TAIPEI (CNA) – The air quality in parts of southern Taiwan were reported as “unhealthy” Wednesday due to a lack of wind to disperse atmospheric pollutants, according to the Environmental Protection Administration’s Taiwan Air Quality Monitoring Network.
As of 1 p.m., the Air Quality Index (AQI) flashed red, meaning the air was “unhealthy” for the general public, in Fengshan and Qianzhen in Kaohsiung, according to the network (http://taqm.epa.gov.tw/taqm/en/).
It flashed orange at 10 monitoring stations in Yunlin, Kaohsiung and Pingtung, indicating that the air quality was “unhealthy for sensitive groups” such as young children, the elderly and people with a chronic disease.
The EPA advised people in areas with poor air quality to avoid outdoor activities if they had eye irritation, a cough or a sore throat.
Meanwhile, young children, the elderly and people with heart, respiratory and cardiovascular diseases in those areas should avoid physical exertion and wear mouth masks when outside, the EPA suggested.

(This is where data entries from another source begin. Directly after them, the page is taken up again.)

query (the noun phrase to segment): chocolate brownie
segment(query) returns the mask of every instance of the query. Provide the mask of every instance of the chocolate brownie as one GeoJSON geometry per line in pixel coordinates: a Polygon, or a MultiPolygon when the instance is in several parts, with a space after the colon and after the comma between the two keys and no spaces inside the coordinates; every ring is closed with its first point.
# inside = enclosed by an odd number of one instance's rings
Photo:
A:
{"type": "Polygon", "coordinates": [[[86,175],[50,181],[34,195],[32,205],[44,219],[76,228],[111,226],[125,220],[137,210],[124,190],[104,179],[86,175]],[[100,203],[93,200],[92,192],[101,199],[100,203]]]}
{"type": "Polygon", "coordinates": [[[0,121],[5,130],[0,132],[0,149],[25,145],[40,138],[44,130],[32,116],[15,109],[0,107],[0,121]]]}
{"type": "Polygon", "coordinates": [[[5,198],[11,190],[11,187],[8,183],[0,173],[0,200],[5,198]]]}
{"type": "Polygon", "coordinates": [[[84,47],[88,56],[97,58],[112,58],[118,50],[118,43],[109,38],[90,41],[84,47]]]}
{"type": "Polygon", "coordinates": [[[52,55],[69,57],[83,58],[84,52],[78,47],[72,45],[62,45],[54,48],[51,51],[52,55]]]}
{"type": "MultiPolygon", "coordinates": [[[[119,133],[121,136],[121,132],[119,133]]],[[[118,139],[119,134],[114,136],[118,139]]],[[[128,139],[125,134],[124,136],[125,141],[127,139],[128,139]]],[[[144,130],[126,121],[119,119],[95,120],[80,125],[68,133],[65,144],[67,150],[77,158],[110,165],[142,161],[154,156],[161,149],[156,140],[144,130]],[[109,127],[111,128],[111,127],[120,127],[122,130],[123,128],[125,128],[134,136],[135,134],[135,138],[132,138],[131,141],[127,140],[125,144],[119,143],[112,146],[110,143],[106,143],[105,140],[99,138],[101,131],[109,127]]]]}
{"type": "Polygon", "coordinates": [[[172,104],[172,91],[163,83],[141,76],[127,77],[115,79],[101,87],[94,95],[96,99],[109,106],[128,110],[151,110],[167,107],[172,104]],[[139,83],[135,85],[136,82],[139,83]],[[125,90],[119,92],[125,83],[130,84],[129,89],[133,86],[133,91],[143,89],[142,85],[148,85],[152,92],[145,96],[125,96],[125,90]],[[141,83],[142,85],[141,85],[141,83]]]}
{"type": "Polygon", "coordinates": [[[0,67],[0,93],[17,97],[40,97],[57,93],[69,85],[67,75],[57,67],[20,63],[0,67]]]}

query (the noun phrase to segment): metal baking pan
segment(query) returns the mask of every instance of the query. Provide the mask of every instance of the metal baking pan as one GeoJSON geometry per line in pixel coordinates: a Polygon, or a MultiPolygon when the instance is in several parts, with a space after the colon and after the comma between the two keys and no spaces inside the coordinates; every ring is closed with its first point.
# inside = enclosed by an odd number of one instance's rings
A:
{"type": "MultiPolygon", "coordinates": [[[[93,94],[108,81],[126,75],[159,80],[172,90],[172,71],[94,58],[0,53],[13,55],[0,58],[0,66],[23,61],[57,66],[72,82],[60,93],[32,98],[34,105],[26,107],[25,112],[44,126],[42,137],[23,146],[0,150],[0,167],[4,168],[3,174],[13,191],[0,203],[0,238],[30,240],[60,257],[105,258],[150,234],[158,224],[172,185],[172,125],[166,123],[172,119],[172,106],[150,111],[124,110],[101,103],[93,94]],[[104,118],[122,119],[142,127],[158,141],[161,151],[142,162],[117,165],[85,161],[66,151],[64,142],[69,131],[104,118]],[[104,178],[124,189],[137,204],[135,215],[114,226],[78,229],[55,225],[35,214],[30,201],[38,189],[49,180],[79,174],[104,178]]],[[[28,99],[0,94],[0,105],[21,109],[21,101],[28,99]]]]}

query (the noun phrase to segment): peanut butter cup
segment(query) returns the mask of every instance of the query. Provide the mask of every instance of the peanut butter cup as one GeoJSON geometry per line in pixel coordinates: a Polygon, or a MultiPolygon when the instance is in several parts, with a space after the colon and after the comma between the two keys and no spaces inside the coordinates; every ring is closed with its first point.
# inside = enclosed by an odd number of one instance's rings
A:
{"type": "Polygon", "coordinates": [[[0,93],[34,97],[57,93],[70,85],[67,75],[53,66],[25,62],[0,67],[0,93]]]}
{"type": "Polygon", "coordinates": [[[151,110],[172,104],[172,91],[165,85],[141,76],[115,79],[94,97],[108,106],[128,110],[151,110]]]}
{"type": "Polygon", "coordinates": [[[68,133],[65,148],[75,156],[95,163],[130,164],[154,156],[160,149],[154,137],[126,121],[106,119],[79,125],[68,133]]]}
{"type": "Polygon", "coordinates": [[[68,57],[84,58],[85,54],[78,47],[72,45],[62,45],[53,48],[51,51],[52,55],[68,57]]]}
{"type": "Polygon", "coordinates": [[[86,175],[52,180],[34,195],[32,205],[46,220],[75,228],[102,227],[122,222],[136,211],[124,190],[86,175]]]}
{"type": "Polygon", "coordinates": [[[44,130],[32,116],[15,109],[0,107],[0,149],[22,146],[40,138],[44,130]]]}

In the rest of western Taiwan and all of eastern Taiwan, the air quality was either green (good) or yellow (fair), the monitoring data showed.
The air quality in the southern half of the country might begin to improve Thursday with the arrival of northeasterly winds accompanied by rain across the country, according to the EPA.
The EPA’s AQI takes into account ozone, PM2.5 and PM10 particulates, carbon monoxide, sulfur dioxide and nitric oxide concentrations in the air.
The Pingtung County Government announced on Wednesday, meanwhile, that it has initiated air pollution control measures in response to poor air quality in parts of the southernmost county.
The AQI in Pingtung City and Chaozhou Township in the county flashed either orange or red for the fourth consecutive day on Wednesday, according to the EPA.